Activité de la construction

Consolidation

d'Lëtzebuerger Land vom 17.02.2011

Les entrepreneurs luxembourgeois ne voient plus actuellement le marché avec des lunettes noires, s’ils l’ont d’ailleurs jamais vu ainsi : à la dynamique du secteur résidentiel, qui avait fait une pause pendant deux ans, se greffe la réactivation de grands projets dans le non résidentiel ainsi qu’un boom des travaux de rénovation énergétiques. De quoi donc leur redonner du baume au cœur, après un « repli » de l’activité et des embauches gelées.

Dans la dernière enquête sur l’évolution de leur carnet de commande réalisée par le Statec, ils ont témoigné d’un « optimisme clairement ascendant » et fourni des opinions favorables sur leurs carnets de commande, leur activité récente, les perspectives d’emploi et la durée de leur activité. « Ils sont plus optimistes, ou disons moins pessimistes, car il faut tenir compte d’où ils viennent », indique dans un entretien au Land, Bastien Larue du service conjoncture et prévisions du Statec.

Les chiffres témoignent de cet optimisme relatif retrouvé des petits patrons de l’artisanat du bâtiment (ils ont eu le moral dans les chaussettes, particulièrement après l’été 2009) : la valeur ajoutée de la branche de la construction a progressé de 2,5 pour cent en moyenne par trimestre au cours des trois premiers trimestres de 2010. Le secteur représente un poids de cinq pour cent de la valeur ajoutée de l’économie luxembourgeoise et a correspondu à douze pour cent de la croissance du PIB en 2010, sur la base des trois premiers trimestres. Les intempéries de décembre pourraient faire baisser légèrement ce chiffre sans pourtant en inverser la tendance. En termes d’emplois, avec 37 589 personnes (fin septembre 2010), le bâtiment représente plus de dix pour cent de la population active. Plus de la moitié de ces personnes sont occupées par des entreprises de travaux spécialisés, dominées par l’artisanat du bâtiment (entreprises de moins de dix salariés). Le Statec note que les pertes d’effectifs (« relativement limitées »), intervenues en 2009, ont été effacées depuis lors.

La crise économique a frappé différemment les secteurs de la construction et en tout cas moins fort que chez les voisins allemands, français ou belges : le gros œuvre et le génie civil ont été moins impactés en 2009 et 2010 que les métiers du parachèvement technique. Les promoteurs, qui avaient engagé des chantiers, ont bien été obligés de les terminer, baisse de l’investissement ou pas, tandis que les projets de rénovation, davantage le fait des ménages, ont été gelés en attendant la venue de jours meilleurs. Les travaux « verts », rénovation énergétique, contribueront sans doute à un regain d’activité dans l’artisanat du bâtiment. En France par exemple, la croissance de l’activité devrait être de deux pour cent essentiellement grâce au boom des travaux de rénovation énergétique.

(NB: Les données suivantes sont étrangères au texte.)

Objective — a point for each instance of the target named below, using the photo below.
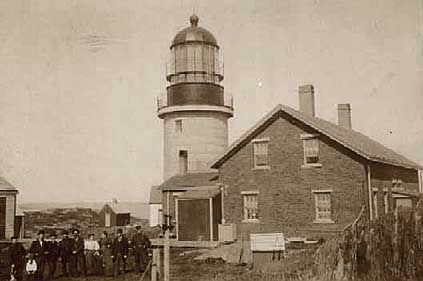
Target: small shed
(8, 195)
(114, 214)
(156, 207)
(20, 223)
(267, 249)
(198, 214)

Ainsi, la production dans le gros œuvre et le génie civil a progressé de 3,4 pour cent en 2009 et de 2,7 p.c. au cours des onze premiers mois de 2010. En revanche les travaux spécialisés ont vu leur production flancher de - 1,4 p.c. en 2009 pour reprendre un peu de vigueur l’année dernière avec une hausse de 0,9 p.c. « Le Luxembourg fait de la résistance », avait souligné Bastien Larue lors d’une intervention à l’automne 2009, au milieu de la crise économique qui a vu la production dans le secteur de la construction dégringoler de 8,4 p.c. En Belgique au premier semestre 2009, - 6,2 en France, - 3,9 en Allemagne, - 11,4 en Espagne, mais « seulement » - 1 p.c. de chute de régime au Luxembourg.

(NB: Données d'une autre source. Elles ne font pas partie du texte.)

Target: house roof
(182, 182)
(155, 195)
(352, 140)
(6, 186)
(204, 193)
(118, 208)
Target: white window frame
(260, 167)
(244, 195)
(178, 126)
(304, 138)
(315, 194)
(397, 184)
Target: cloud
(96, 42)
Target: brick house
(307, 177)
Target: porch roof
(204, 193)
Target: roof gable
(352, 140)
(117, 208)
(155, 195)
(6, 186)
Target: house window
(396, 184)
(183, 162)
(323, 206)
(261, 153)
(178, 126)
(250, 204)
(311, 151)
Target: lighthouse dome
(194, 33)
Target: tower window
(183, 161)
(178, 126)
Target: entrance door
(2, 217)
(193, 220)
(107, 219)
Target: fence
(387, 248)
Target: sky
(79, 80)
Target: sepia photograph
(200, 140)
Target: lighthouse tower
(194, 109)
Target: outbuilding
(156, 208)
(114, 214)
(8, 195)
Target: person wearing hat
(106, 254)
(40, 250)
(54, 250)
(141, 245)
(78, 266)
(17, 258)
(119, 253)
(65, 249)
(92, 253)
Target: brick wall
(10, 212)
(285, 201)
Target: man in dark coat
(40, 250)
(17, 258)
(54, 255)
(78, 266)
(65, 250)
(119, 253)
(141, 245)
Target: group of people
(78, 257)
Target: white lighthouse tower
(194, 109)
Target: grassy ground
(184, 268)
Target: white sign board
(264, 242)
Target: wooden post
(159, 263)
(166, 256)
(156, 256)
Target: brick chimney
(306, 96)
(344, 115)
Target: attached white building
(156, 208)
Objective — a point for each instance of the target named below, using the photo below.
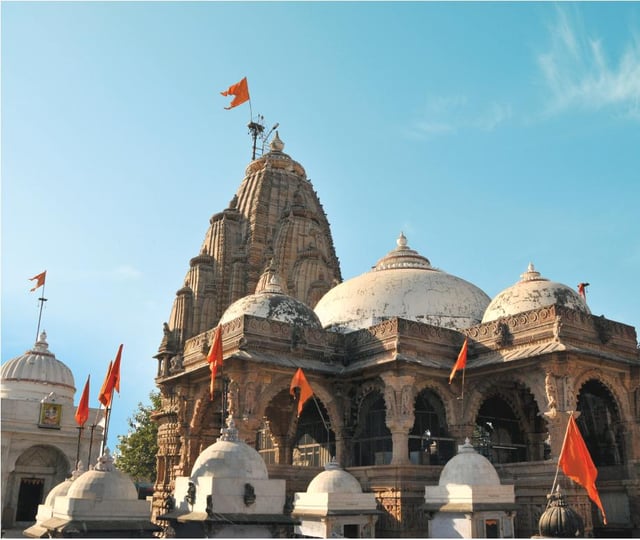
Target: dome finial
(105, 462)
(530, 274)
(230, 433)
(276, 144)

La branche n’a pas été épargnée par la crise, note le Statec dans sa Note de Conjoncture 2-2010, qui parle de « repli » mais pas d’effondrement, tel que l’a connu par contre l’activité industrielle luxembourgeoise. « Au niveau luxembourgeois, souligne la Note, les indicateurs de volume et de prix témoignent plutôt d’une pause dans le mouvement haussier du marché immobilier lors de la crise mais, là encore, pas d’un effondrement ou d’un affaissement brutal. »

Les volumes à bâtir ont tout de même accusé le coup, selon le Statec : la chute a été de 14 pour cent dans le non résidentiel et de neuf dans le résidentiel en 2009. Les indicateurs sont revenus au vert l’année dernière : + 14 p.c. dans le résidentiel et + 10 dans le secteur non résidentiel au cours des onze premiers mois de 2010.

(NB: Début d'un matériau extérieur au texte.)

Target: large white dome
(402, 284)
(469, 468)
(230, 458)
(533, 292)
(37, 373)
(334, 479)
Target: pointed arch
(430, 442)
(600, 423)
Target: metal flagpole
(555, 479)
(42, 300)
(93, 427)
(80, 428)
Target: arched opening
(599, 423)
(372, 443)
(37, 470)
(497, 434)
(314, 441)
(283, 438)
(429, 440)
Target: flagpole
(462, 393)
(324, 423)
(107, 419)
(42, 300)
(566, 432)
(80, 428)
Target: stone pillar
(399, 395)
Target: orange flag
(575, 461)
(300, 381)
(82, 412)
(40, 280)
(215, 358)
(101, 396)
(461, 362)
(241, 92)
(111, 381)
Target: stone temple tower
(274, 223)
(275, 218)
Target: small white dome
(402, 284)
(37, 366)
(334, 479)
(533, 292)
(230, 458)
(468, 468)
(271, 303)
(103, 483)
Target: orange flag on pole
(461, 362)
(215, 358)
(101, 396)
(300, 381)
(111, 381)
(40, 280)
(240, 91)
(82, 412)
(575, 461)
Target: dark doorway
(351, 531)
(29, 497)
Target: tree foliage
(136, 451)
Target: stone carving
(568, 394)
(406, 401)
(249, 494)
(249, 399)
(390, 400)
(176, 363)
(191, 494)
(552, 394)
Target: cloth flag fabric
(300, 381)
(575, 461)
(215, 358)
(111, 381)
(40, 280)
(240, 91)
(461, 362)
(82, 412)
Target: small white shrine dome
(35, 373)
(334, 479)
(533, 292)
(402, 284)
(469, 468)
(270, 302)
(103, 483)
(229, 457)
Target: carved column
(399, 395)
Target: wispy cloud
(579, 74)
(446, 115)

Les autorisations de bâtir sur le segment des maisons individuelles ont contribué à la dynamique de 2010 : 666 autorisations de bâtir ont été enregistrées au premier semestre 2010 contre 367 au cours des six premiers mois de 2009. Les projets dans le secteur résidentiel ont progressé de 24 pour cent au premier semestre 2010, ceux du secteur non résidentiel de 28 pour cent.

Bien que ces données doivent être manipulées avec précaution, le chiffre d’affaires du secteur de la construction a bondi en valeur de 34,6 pour cent au cours des trois premiers trimestres de 2010, alors qu’il avait reculé de 18,5 p.c. en 2009, mais avait affiché une tendance positive en 2008 (+13,4 p.c.).

Le Statec s’attend à une poursuite en 2011 de la hausse des prix à la construction, dans la suite logique du renchérissement des prix des matières premières, alors que 2010 s’est caractérisée par une stabilité des prix, voire une baisse. Les statisticiens expliquent ce phénomène par l’impact décalé que la baisse des prix des matières premières au début 2009 a produit au grand- ­duché.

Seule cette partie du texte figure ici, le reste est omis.